Unlike some other object-oriented languages, C++ lets a class have more than one base class. This feature is known as multiple inheritance. Several other languages permit a single base class and introduce a variety of mechanisms for pseudo-inheritance, such as Java interfaces and Ruby mix-ins and modules. Multiple inheritance in C++ is a superset of all these other behaviors.

Multiple Base Classes

Declare more than one base class by listing all the base classes in a comma-separated list. Each base class gets its own access specifier, as demonstrated in the following:

class derived : public base1, private base2, public base3 {
};

As with single inheritance, the derived class has access to all the non-private members of all of its base classes. The derived class constructor initializes all the base classes in order of declaration. If you have to pass arguments to any base class constructor, do so in the initializer list. As with data members, the order of initializers does not matter. Only the order of declaration matters, as illustrated in Listing 66-1.

Listing 66-1.  Demonstrating the Order of Initialization of Base Classes

#include <iostream>
#include <ostream>
#include <string>
 
class visible {
public:
    visible(std::string&& msg) : msg_{std::move(msg)} { std::cout << msg_ << '
'; }
    std::string const& msg() const { return msg_; }
private:
    std::string msg_;
};
 
class base1 : public visible {
public:
   base1(int x) : visible{"base1 constructed"}, value_{x} {}
   int value() const { return value_; }
private:
   int value_;
};
 
class base2 : public visible {
public:
   base2(std::string const& str) : visible{"base2{" + str + "} constructed"} {}
};
 
class base3 : public visible {
public:
   base3() : visible{"base3 constructed"} {}
   int value() const { return 42; }
};
 
class derived : public base1, public base2, public base3 {
public:
   derived(int i, std::string const& str) : base3{}, base2{str}, base1{i} {}
   int value() const { return base1::value() + base3::value(); }
   std::string msg() const
  {
     return base1::msg() + "
" + base2::msg() + "
" + base3::msg();
  }
};
 
int main()
{
   derived d{42, "example"};
}

Your compiler may issue a warning when you compile the program, pointing out that the order of base classes in derived’s initializer list does not match the order in which the initializers are called. Running the program demonstrates that the order of the base classes controls the order of the constructors, as shown in the following output:

base1 constructed
base2{example} constructed
base3 constructed

Figure 66-1 illustrates the class hierarchy of Listing 66-1. Notice that each of the base1, base2, and base3 classes has its own copy of the visible base class. Don’t be concerned now, but this point will arise later, so pay attention.

If two or more base classes have a member with the same name, you must indicate to the compiler which of them you mean, if you want to access that particular member. Do this by qualifying the member name with the desired base class name when you access the member in the derived class.
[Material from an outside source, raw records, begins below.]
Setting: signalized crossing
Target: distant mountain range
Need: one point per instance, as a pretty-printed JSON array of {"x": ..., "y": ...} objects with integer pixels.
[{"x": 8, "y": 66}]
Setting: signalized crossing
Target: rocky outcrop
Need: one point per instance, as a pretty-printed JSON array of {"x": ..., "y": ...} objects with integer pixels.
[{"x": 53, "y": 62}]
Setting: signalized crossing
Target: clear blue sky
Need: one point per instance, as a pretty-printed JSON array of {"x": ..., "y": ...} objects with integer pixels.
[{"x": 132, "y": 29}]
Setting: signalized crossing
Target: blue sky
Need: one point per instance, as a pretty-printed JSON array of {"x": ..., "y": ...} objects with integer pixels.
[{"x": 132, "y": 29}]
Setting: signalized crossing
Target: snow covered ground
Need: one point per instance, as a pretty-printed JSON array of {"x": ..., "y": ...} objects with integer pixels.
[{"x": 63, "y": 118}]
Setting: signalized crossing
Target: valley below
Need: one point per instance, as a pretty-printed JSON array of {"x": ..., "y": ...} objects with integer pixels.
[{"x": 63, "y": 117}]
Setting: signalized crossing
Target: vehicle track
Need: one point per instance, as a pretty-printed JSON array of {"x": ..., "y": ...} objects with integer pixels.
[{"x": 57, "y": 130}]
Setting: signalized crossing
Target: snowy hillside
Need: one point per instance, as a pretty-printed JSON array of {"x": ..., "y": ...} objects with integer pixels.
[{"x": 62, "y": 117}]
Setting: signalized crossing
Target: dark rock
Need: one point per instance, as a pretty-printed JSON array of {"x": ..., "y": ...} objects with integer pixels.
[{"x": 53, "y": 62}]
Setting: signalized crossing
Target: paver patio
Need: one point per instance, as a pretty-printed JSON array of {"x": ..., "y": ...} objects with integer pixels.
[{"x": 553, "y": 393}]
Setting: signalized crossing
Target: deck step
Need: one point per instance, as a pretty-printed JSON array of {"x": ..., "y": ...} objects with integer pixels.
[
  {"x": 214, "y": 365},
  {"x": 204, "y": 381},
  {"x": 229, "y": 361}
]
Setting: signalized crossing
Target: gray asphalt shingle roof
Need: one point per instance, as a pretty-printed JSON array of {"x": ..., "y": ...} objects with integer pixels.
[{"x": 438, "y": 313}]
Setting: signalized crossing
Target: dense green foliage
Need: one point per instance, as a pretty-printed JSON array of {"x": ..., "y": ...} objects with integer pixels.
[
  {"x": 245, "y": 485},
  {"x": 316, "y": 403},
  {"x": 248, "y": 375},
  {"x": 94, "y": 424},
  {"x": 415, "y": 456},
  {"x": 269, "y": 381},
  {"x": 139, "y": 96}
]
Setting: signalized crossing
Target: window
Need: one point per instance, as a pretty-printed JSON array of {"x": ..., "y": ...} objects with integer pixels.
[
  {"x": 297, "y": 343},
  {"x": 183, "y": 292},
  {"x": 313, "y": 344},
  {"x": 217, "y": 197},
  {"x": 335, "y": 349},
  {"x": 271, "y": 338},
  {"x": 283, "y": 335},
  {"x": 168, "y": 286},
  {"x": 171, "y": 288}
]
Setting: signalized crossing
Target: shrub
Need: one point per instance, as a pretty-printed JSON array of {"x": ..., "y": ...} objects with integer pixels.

See the examples in the derived class in Listing 66-1. Change the main() function to the following:

int main()
{
   derived d{42, "example"};
   std::cout << d.value() << '
' << d.msg() << '
';
}

Predict the output from the new program.

Compare your results with the following output I got:

base1 constructed
base2{example} constructed
base3 constructed
84
base1 constructed
base2{example} constructed
base3 constructed

Virtual Base Classes

Sometimes you don’t want a separate copy of a common base class. Instead, you want a single instance of the common base class, and every class shares that one common instance. To share base classes, insert the virtual keyword when declaring the base class. The virtual keyword can come before or after the access specifier; convention is to list it first.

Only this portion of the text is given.